In the Mexican case we took the decision to invest heavily in research to guarantee quality in the long run. Finally, it seems of utmost importance to me to articulate a clear ethical framework in which you can reflect the challenges of your people. Another element is the use of the ethical (universal human right) argument, to obtain the necessary political support in order to have your projects accepted.
Mexico has created a social protection scheme which is social insurance similar to what exists in several European countries and which allows poor people access to health care. This system of protection, also called popular insurance or "seguro popular" avoids that people are excluded from basic healthcare.
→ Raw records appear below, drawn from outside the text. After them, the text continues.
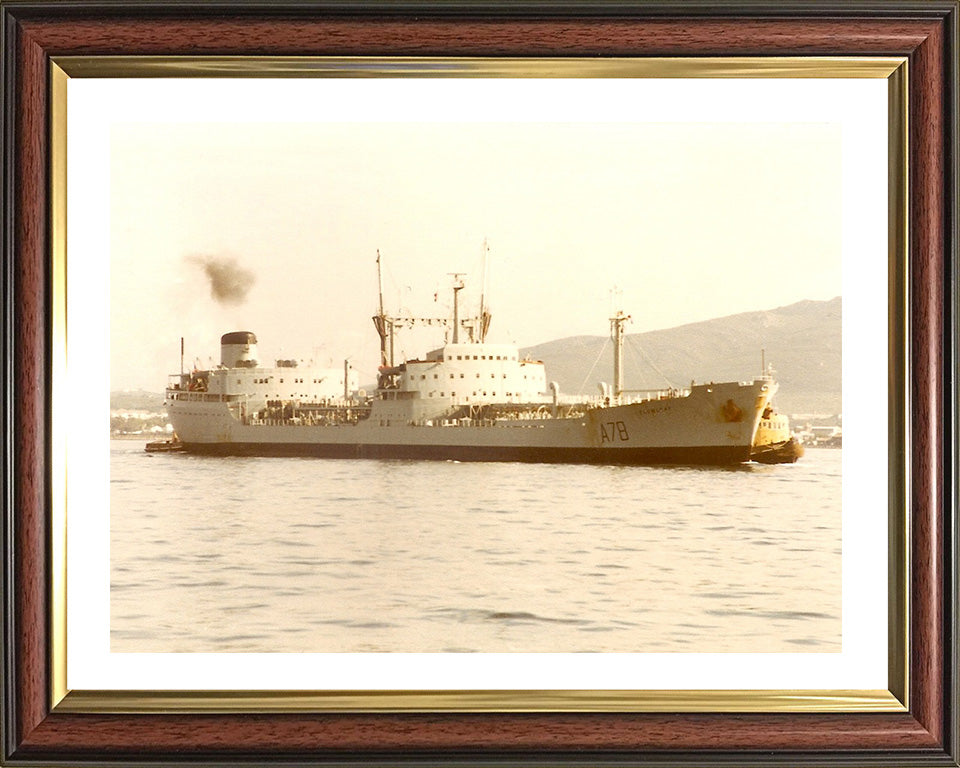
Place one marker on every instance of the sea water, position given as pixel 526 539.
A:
pixel 212 554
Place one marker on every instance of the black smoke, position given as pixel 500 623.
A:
pixel 229 282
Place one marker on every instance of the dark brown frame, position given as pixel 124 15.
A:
pixel 925 32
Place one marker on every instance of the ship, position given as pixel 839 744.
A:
pixel 774 442
pixel 467 400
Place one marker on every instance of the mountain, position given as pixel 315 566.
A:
pixel 802 341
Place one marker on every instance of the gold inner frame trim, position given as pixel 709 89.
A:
pixel 132 702
pixel 893 69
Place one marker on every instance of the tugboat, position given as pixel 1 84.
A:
pixel 164 446
pixel 774 443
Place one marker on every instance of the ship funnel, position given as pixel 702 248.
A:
pixel 238 349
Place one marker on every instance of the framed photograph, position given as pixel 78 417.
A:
pixel 648 455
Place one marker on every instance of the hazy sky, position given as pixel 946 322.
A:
pixel 690 221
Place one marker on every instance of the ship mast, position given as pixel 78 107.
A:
pixel 484 315
pixel 384 324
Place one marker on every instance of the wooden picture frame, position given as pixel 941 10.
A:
pixel 38 732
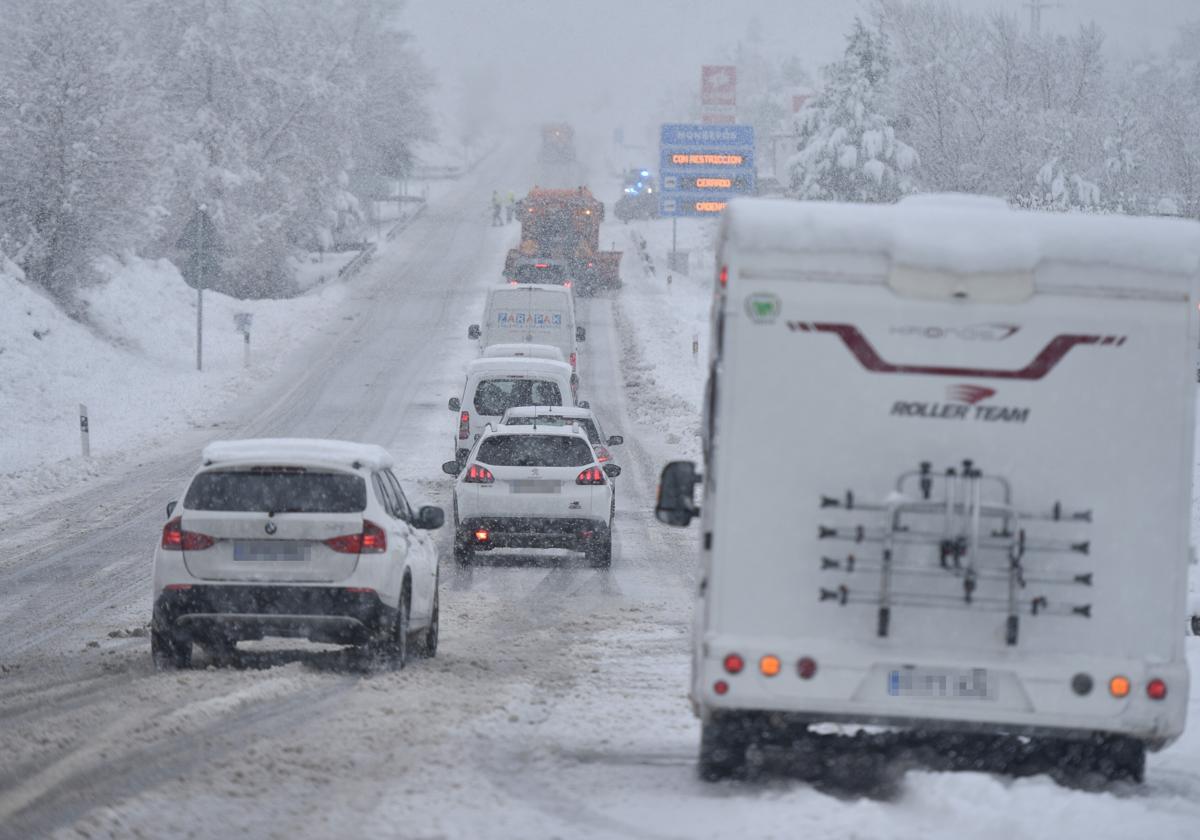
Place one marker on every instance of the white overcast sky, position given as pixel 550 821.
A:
pixel 574 59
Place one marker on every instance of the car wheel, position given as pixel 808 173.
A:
pixel 600 552
pixel 169 652
pixel 723 749
pixel 463 552
pixel 388 649
pixel 221 651
pixel 427 640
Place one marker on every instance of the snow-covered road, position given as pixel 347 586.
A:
pixel 556 706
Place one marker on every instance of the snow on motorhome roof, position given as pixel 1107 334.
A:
pixel 298 450
pixel 965 234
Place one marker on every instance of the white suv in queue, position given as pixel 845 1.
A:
pixel 525 487
pixel 310 539
pixel 565 415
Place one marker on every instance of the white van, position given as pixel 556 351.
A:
pixel 495 385
pixel 531 315
pixel 975 516
pixel 523 351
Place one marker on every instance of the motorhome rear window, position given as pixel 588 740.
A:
pixel 277 490
pixel 496 396
pixel 534 450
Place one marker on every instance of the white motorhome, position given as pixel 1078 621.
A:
pixel 531 313
pixel 948 477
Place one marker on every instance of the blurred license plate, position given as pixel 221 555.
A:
pixel 937 683
pixel 535 486
pixel 256 551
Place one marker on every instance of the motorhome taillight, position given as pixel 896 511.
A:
pixel 174 538
pixel 477 474
pixel 592 475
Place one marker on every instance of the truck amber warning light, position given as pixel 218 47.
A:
pixel 702 160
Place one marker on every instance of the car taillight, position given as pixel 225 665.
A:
pixel 375 539
pixel 477 474
pixel 174 538
pixel 372 540
pixel 591 475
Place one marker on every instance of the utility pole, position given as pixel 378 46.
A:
pixel 1036 9
pixel 199 298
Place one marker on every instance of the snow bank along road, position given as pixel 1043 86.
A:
pixel 557 703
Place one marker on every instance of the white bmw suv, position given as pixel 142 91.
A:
pixel 533 487
pixel 310 539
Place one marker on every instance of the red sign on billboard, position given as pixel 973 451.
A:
pixel 718 85
pixel 718 93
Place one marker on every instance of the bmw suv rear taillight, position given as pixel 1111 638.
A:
pixel 174 538
pixel 372 540
pixel 477 474
pixel 591 475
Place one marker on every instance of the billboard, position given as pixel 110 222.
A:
pixel 702 166
pixel 718 94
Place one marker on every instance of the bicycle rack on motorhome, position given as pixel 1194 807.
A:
pixel 975 534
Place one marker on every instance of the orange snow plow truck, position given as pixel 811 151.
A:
pixel 561 243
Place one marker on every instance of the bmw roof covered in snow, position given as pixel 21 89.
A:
pixel 297 450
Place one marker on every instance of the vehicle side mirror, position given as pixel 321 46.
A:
pixel 677 493
pixel 430 517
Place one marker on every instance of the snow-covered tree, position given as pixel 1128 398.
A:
pixel 849 149
pixel 77 127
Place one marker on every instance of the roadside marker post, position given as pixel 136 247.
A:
pixel 84 435
pixel 243 322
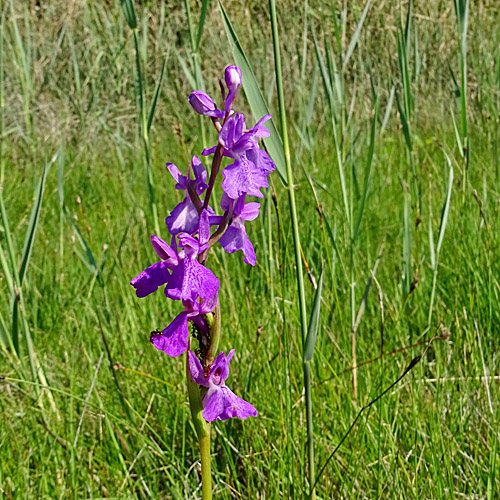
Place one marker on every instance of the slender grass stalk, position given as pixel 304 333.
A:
pixel 144 122
pixel 296 241
pixel 462 13
pixel 442 228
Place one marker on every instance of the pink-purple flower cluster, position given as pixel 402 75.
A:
pixel 195 227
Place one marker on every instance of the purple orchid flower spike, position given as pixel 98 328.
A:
pixel 219 403
pixel 232 75
pixel 235 238
pixel 184 217
pixel 173 340
pixel 244 177
pixel 204 105
pixel 158 274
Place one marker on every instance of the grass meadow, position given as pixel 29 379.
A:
pixel 392 119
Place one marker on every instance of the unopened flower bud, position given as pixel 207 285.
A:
pixel 232 76
pixel 204 105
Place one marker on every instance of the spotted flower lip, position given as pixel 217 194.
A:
pixel 235 237
pixel 156 275
pixel 232 76
pixel 219 403
pixel 173 340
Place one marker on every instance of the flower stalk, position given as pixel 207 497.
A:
pixel 182 267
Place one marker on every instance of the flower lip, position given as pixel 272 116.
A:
pixel 203 104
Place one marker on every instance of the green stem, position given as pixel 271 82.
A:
pixel 206 473
pixel 215 332
pixel 202 428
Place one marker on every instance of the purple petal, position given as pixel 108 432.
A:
pixel 219 371
pixel 250 211
pixel 208 305
pixel 196 370
pixel 243 177
pixel 222 404
pixel 235 238
pixel 190 280
pixel 178 177
pixel 204 229
pixel 183 218
pixel 261 159
pixel 173 339
pixel 232 76
pixel 190 246
pixel 208 151
pixel 204 105
pixel 259 130
pixel 151 278
pixel 232 130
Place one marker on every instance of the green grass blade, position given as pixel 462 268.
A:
pixel 312 331
pixel 156 95
pixel 446 207
pixel 274 143
pixel 33 223
pixel 366 183
pixel 354 40
pixel 129 12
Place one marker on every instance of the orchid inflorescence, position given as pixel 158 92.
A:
pixel 182 266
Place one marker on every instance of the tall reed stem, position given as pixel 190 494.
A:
pixel 296 241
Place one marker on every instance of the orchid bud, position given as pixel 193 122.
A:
pixel 232 76
pixel 204 105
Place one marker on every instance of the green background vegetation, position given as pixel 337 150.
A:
pixel 394 107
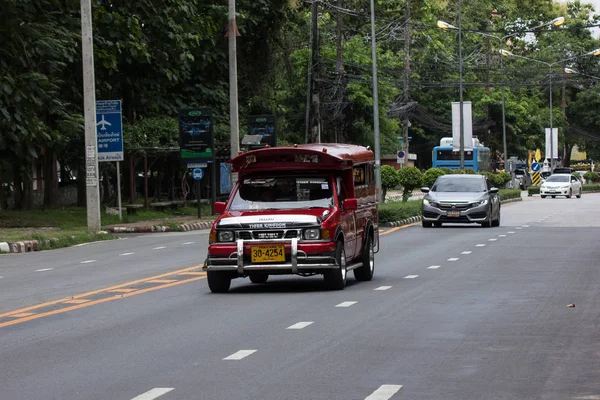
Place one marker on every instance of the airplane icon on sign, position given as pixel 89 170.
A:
pixel 103 123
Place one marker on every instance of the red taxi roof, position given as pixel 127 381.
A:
pixel 303 156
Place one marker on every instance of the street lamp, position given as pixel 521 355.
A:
pixel 507 53
pixel 445 26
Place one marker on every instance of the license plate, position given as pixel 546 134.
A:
pixel 271 253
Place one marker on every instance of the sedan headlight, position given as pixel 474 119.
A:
pixel 225 236
pixel 312 234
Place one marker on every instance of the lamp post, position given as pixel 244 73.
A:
pixel 445 26
pixel 507 53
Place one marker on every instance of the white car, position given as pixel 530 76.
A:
pixel 561 185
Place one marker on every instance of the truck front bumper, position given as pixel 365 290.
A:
pixel 314 257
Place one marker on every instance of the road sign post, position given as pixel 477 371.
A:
pixel 198 174
pixel 109 132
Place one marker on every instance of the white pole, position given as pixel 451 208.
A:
pixel 89 105
pixel 119 190
pixel 233 93
pixel 375 107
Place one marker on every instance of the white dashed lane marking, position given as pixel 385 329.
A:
pixel 152 394
pixel 300 325
pixel 239 355
pixel 384 392
pixel 347 304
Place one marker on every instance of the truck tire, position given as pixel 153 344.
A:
pixel 262 278
pixel 335 279
pixel 218 282
pixel 365 272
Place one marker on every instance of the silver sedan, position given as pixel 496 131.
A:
pixel 461 199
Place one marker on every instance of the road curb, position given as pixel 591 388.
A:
pixel 162 228
pixel 417 218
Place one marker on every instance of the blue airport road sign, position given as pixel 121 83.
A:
pixel 109 129
pixel 197 174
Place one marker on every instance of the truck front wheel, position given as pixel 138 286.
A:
pixel 218 282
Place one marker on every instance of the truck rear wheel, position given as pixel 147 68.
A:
pixel 336 279
pixel 218 282
pixel 365 272
pixel 262 278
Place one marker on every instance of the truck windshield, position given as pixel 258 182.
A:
pixel 280 193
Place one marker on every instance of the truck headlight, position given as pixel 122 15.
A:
pixel 225 236
pixel 312 234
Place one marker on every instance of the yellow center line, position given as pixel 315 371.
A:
pixel 93 292
pixel 99 301
pixel 398 228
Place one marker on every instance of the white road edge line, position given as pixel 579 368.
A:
pixel 347 304
pixel 239 355
pixel 153 394
pixel 384 392
pixel 300 325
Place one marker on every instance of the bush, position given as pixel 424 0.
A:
pixel 410 179
pixel 430 176
pixel 591 187
pixel 590 176
pixel 507 194
pixel 393 212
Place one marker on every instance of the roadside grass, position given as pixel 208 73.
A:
pixel 68 226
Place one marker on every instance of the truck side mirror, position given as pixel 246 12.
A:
pixel 220 207
pixel 350 204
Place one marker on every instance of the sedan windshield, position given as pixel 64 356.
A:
pixel 557 178
pixel 459 185
pixel 280 193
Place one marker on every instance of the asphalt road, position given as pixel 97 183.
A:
pixel 452 313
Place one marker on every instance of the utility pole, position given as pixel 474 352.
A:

As I mentioned before, it is important to implement these new policies gradually in order to keep the finances of the country in balance. The Ministry of Finance only supported the changes on the basis of a sound financial plan. We adopted a 7-year horizon for the reform. A strict follow-up on the expenditure side increases credibility among parliamentarians and increases the chances of funding being continued in the future. Thanks to the support of the whole government we could create 2700 new facilities. It is true that in our case we started from a very low level and had a huge shortage, which explains why there were so many health facilities needed and created, in particular in the poorest parts of Mexico.
Our programmes also include education and training of medical staff. Another significant effort has been produced on the drug supply side. In this context, measures are taken that drugs are only obtained through prescriptions in order to have better control. And everything is done to spend the money in an efficient way.
We also are constantly assessing our policy, the state of the technology in place. A number of challenges need to be addressed. There are still existing geographical discrepancies, bureaucracy treating people without dignity, organizational and cultural barriers. 10% of the Mexican population is indigenous and more than 50 languages are spoken in the country. Health care in the patient's language is needed. Monitoring tools are being put in place and the reports are made public. The results of the present system are needed to convince members of parliament and taxpayers to continue their investment in the new social contract for health.
Q: Just some words about your candidacy to the World Health Organization (WHO) and what your plans are?
I very much value the legacy of Dr. Lee. We had the honour of working together under Dr. Bruntland. We were colleagues. Later, I followed his work being on the Mexican delegation to the World Health Assembly. Also, Mexico hosted the conference on health research for development in November of 2005, which was an opportunity to welcome Dr. Lee to Mexico. Unfortunately, his term was cut short by his sudden death. I would like to continue many of the reforms that were started under him. I was very much in line and agreed with Dr. Lee's approach, in particular his focus on Africa, AIDS treatment, partnerships and financing mechanism in those partnerships. The focus on the internal management being more accountable will also be one of my priorities. The improvements initiated by Dr. Lee must continue.